I have 192 samples, but technically I have received 2 files for each sample. For example:
Presumably the reason there are 2 files is because paired-end sequencing was performed. I've been reading around on the various steps of NGS analysis but I can't seem to find an answer to the following question:
How to handle paired-end reads? Do you do have to merge them and if so when? Before alignment presumably? Also, do I have to uncompress the fastq.gz before I do anything? I am very new to NGS so apologies if these are really basic questions. Thanks.
You don't need to merge the R1/R2 reads. You don't say what kind of data this is but generally if you are aligning to a reference then you would use the two files together with an NGS aligner. Since the files contain reads from the same fragment their alignment to a reference provides spatial information.
All extant NGS tools should understand gzipped files. You should not need to decompress then during analysis (note: there may be some exceptions depending on very specific programs).
(An aside: If the reads are longer than the 1/2 size of the insert then they can overlap in the middle. )
Reads will overlap in this case
|------------------------------>100 bp| R1 - 150 bp
|-------------------------------------| Fragment 250 bp
|100 bp<------------------------------| R2 - 150 bp
and will not here
|--------> | R1 - 100 bp
|-------------------------------------| Fragment 350 bp
| <---------| R2 - 100 bp
Keep them separated, like Nicolas said, most modern NGS software should handle paired-end reads.

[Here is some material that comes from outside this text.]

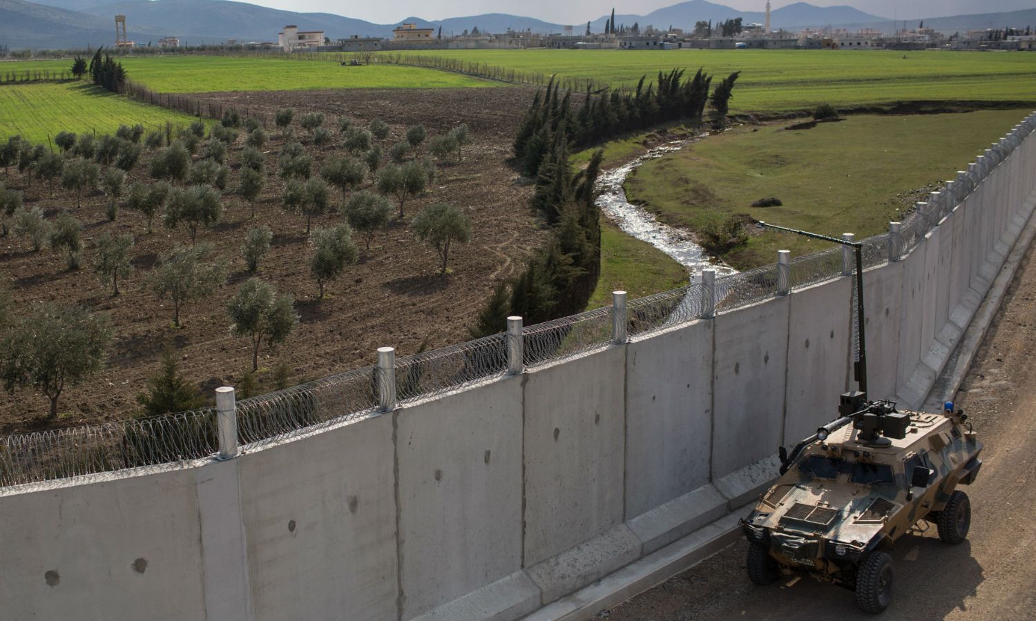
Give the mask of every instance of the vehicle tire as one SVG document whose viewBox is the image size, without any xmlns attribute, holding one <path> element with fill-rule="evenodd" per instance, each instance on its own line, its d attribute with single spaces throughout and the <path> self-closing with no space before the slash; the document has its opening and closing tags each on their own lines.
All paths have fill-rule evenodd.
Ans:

One they're aligned, you should have a single SAM/BAM file containing reads from both ends.
Depending on your purpose, you may need to choose different tools. For variant calling using whole-genome-sequencing data, I used bwa mem
for aligning the reads. A good resource would be the Broad's Best Practices Guideline, which would cover the alignment step (note what version the the Guideline you're using; I've used the one for GATK 3.0, and they recently updated to 4.0 so I can't comment on the latest one.)
For RNA-Seq, if you have Illumina short reads, you probably want a splice-aware aligner in order to detect cases like a read spanning an exon and part of a retained intron. I like STAR personally, and HISAT2 is also popular and a bit more recent one.
And .gzipped files are often supported; with STAR you simply specify --readFilesCommand zcat
My RNA-Seq pipeline uses STAR + RSEM for quantification of genes/transcripts.
And if the reads are longer than the fragment then you'll sequence through the fragment into the adapters. This is why many pipelines include an adapter trimming step.